Abstract Non-alcoholic steatohepatitis (NASH) has received great attention due to its extremely high incidence. Our team screened LAPTM5 associated with NASH progression through extensive bioinformatics analysis. We found protein LAPTM5 markedly decreased in response to lipotoxicity both in liver tissues from human and mouse NASH groups, and protein level of LAPTM5 was negatively correlated with NAS score. Then, we found LAPTM5 degradation was mediated through its ubiquitination modification by the E3 ubquitin ligase NEDD4L. Hepatocyte specific depleting LAPTM5 exacerbated hepatic steatosis, inflammation and fibrosis in mouse NASH models.
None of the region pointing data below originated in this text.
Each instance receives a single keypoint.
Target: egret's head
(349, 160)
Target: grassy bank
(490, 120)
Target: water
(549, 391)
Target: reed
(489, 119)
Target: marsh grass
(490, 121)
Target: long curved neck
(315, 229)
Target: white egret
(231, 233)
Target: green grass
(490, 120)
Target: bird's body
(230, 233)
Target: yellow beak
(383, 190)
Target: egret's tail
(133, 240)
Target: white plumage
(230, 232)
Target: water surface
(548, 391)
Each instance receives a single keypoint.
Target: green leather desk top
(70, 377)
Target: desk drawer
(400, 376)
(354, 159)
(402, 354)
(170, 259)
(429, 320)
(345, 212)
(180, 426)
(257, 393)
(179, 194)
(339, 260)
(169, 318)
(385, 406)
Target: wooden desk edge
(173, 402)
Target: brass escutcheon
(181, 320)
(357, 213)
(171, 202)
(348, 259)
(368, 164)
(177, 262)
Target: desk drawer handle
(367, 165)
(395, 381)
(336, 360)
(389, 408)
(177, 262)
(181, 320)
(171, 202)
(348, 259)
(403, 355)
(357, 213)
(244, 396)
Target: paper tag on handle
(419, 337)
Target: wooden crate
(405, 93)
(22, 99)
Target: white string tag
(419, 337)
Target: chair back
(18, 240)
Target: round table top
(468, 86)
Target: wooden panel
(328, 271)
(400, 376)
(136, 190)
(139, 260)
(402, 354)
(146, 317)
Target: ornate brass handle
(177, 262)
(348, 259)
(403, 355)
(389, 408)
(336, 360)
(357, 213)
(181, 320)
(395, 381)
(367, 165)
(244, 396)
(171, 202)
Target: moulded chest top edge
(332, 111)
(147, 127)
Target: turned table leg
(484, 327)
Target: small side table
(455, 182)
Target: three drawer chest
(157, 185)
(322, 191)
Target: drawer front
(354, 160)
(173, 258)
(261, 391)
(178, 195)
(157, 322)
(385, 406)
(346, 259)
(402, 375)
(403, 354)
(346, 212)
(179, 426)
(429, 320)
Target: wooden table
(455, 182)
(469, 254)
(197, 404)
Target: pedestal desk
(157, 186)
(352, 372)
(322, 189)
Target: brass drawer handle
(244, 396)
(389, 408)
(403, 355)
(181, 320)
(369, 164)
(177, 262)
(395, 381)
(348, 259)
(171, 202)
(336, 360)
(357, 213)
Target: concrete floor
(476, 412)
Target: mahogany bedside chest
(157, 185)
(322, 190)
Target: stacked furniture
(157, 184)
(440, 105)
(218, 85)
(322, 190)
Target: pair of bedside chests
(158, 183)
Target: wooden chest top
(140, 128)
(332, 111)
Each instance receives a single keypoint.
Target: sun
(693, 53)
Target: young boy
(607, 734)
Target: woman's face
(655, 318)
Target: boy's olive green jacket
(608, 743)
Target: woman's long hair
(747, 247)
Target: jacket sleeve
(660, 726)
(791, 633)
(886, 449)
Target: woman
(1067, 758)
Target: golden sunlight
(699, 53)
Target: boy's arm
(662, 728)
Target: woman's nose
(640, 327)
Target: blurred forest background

In contrast, LAPTM5 overexpression in hepatocyte exerted opposite effects. Mechanistically, LAPTM5 interacted with CDC42 and promoted its degradation through a lysosomal dependent manner, thus inhibited activation of the mitogen-activated protein kinase signaling pathway. Finally, adenovirus-mediated hepatic LAPTM5 overexpression ameliorated above symptoms in NASH models. These findings proved LAPTM5 as effective treatment in NASH and a potential biological marker for detecting NASH progression.